Beinahe Osterpinze

Stadtleben | WOLFGANG PATERNO | aus FALTER 14/04 vom 31.03.2004

BRAUCHTUM Es gibt das Osterlamm und das Osterei. Das Beste an Ostern ist aber die Osterpinze.

Es ist alljährlich wieder ein fröhliches Rittern um die beste Pinze. In der Neubaugasse behauptet etwa eine Filiale der Bäckerei Schwarz, dass hier und nur hier die beste Osterspeise in town zu finden sei, und das locker seit Gründung der Backstube im Jahr 1903. Anruf bei der Bäckerei Josef Schrott, äußere Mariahilfer Straße, ebenfalls ein Traditionsbetrieb: "Selbstverständlich", sagt eine freundliche Stimme, "gibt es bei uns exzellente Pinzen." Beinahe Wortidentes bekommt man auch in den Grossistenfilialen von Anker und Mann, beide in der Nähe des Westbahnhofs angesiedelt, zu hören: Spitze sei die saisonale Spezialität.

Nur bei der Frage der exakten Zubereitung tröpfeln die Informationen.

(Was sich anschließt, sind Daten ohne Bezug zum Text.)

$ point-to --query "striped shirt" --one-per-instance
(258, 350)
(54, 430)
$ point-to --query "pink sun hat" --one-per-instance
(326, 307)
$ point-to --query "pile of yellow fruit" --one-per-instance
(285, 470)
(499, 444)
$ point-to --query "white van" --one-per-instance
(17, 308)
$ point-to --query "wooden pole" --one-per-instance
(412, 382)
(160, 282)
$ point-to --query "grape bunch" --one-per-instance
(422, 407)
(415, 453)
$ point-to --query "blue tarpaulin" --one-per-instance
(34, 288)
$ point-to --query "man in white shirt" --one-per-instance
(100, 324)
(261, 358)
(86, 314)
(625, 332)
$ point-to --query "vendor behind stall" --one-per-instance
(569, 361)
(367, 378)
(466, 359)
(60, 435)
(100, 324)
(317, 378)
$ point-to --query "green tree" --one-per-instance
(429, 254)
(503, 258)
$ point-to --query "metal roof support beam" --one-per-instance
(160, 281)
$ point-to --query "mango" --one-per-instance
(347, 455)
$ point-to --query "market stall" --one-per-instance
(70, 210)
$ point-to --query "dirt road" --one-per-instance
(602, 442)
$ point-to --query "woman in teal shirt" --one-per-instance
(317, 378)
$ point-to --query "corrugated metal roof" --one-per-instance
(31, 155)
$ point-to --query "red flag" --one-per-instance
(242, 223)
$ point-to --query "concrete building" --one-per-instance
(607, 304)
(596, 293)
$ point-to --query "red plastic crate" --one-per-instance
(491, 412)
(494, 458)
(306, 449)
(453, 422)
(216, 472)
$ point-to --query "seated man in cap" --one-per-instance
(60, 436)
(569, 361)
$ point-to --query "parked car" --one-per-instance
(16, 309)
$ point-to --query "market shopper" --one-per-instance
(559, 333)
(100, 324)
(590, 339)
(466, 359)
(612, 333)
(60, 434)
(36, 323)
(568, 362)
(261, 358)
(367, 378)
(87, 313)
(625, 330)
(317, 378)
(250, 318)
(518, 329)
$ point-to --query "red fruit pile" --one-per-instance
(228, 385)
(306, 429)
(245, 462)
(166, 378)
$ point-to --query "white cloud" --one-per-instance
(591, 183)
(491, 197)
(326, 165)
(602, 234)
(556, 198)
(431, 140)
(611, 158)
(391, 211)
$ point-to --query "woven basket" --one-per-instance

Zum "Firmengeheimnis" versteigen sich die Angestellten in den Filialen nicht gerade, eher schon zu einem verhaltenen "Das weiß ich nicht so genau". Anderswo ist Exakteres über die seit Jahrzehnten zu Ostern verzehrte steirisch-slowenisch-kärntnerische Speise aus Germteig zu erfahren, zum Beispiel auf der Verpackung einer Ströck-Osterpinze. Hundert Gramm vom Naschzeug enthalten in diesem Fall 320 Kilokalorien und 9,2 Gramm Fett. Auch literaturfähig ist die Mehlspeise mit dem eingesetzten Ei bereits geworden, der Schriftsteller Franzobel hat erst jüngst in dem Roman "Scala Santa" die unschuldige, süße Pinze dem schärfsten Bilderbruch ausgesetzt: "Selten hatte die Welt so ein verdorbenes Hurengesichtchen ausgespuckt, so eine Fleisch gewordene Frivolität. (...) Der Rumpf ein weißes, rindenloses Brot, beinahe Osterpinze."

Liebevoller ist da der Bestseller "Die gute Küche", verfasst von Ewald Plachutta und Christoph Wagner. Mehl, Staubzucker, Butter, Germ, Milch, Vanillezucker, Eidotter plus eine Prise Salz und ein Eidotter zum Bestreichen braucht die perfekte Pinze, die Zubereitung ist erstaunlich einfach. Motto der Kochanleitung: Die beste Pinze ist immer noch die selber gebackene Pinze.